Questa settimana il Board tiene in modo speciale al film prescelto, che è stato presentato venerdì scorso al Festival del Cinema di Venezia (la nostra anarco-corrispondente era impegnata tra cocktail&PR, quindi andremo noi a vederlo, vero Fellows???!!!).

SOMEWHERE
di Sofia Coppola
USA 2010, 98’
Cinema Astra
Mercoledì
Ore 21:45/9:45 pm

Il Board tiene in modo speciale al film perché la regista ha realizzato due delizie cinematografiche negli anni scorsi, “Il giardino delle vergini suicide” e “Lost in Translation” ? di cui consigliamo la visione.
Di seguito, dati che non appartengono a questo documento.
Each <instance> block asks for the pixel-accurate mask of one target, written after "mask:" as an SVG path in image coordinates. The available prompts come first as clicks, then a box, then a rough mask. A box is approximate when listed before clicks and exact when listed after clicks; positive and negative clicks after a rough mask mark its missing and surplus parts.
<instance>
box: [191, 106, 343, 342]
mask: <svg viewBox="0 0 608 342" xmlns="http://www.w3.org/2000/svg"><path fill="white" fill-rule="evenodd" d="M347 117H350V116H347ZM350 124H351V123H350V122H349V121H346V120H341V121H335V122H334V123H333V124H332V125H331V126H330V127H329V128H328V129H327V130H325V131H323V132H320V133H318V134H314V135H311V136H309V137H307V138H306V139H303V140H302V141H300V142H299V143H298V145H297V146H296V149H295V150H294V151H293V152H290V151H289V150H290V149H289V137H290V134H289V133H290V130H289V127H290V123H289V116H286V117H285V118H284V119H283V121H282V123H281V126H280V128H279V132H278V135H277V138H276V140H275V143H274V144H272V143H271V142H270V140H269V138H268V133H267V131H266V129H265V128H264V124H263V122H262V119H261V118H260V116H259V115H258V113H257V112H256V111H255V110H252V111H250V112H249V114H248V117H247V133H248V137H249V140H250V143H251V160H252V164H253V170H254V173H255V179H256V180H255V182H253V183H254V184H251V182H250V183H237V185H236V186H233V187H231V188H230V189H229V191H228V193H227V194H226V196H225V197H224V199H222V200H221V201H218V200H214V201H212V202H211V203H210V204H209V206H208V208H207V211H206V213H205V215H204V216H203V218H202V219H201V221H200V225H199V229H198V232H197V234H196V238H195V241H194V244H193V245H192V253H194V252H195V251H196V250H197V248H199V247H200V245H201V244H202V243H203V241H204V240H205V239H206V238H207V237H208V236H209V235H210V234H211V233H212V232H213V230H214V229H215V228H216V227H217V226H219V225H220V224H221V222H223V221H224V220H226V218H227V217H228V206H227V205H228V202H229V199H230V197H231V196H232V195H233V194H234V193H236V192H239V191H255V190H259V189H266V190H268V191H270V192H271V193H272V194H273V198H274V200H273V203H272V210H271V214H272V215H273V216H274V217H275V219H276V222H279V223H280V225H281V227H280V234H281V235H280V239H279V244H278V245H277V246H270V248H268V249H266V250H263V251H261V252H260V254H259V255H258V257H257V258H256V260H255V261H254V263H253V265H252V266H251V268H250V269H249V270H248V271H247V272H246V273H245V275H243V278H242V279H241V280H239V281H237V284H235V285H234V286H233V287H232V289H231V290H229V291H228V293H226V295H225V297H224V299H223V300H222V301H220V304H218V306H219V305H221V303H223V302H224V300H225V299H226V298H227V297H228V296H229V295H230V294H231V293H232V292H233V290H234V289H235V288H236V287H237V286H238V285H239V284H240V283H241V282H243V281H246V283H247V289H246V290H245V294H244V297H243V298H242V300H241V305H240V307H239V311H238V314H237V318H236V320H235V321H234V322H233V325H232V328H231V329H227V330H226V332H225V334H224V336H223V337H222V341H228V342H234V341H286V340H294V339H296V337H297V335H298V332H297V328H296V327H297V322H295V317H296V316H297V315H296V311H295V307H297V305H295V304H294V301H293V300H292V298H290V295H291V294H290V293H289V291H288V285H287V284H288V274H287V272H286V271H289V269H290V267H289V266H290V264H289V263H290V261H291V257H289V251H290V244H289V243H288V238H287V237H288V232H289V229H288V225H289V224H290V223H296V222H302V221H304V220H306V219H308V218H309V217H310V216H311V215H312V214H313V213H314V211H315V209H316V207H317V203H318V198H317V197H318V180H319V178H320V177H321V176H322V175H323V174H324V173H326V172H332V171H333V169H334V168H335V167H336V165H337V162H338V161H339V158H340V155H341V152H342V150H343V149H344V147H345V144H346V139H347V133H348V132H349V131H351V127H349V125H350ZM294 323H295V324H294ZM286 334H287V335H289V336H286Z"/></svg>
Se poi siete amanti di Kirsten Dunst e di costumi d’epoca (Oscar 2007 alla nostra inarrivabile Milena Canonero proprio per i costumi), “Marie Antoinette” fa per voi…

Ora, visto che il Board tiene in modo speciale al film (ma basterà questa ripetizione x 3?!?), i Moviers POTREBBERO  fare gli sweet&mellow e presentarsi… A questo proposito mi preme attirare l’attenzione di un Fellow FBKappiano (incontrato in dintorni FBKappiani) sul giorno settimanale proposto ? mercoledì anziché il  solito giovedì… Guardate, la flessibilità di questo vostro Board sta raggiungendo vette da Plastic Man…

Per ovvie ragioni esistenziali e di rispetto nei confronti della musica ? nonché di MuSicKs ? non cito Ramazzotti e non vi dico “grazie di esistere”, ma sappiate che lo penso.
Ora riassunto in calce, Fellows, e saluti settembrinamente cinematografici.

Let’s Movie
The Board

SOMEWHERE: Johnny vive a Hollywood nel leggendario hotel Chateau Marmont. Se ne va in giro sulla sua Ferrari e casa sua è un flusso continuo di ragazze e pasticche. Totalmente a proprio agio in questa situazione di torpore, Johnny vive senza preoccupazioni. Fino a quando giunge inaspettatamente allo Chateau la figlia undicenne, Cleo, nata dal suo matrimonio fallito. Il loro incontro spinge Johnny a riflessioni esistenziali, sulla sua posizione nel mondo e ad affrontare la questione che tutti dobbiamo affrontare: quale percorso scegliere nella nostra vita?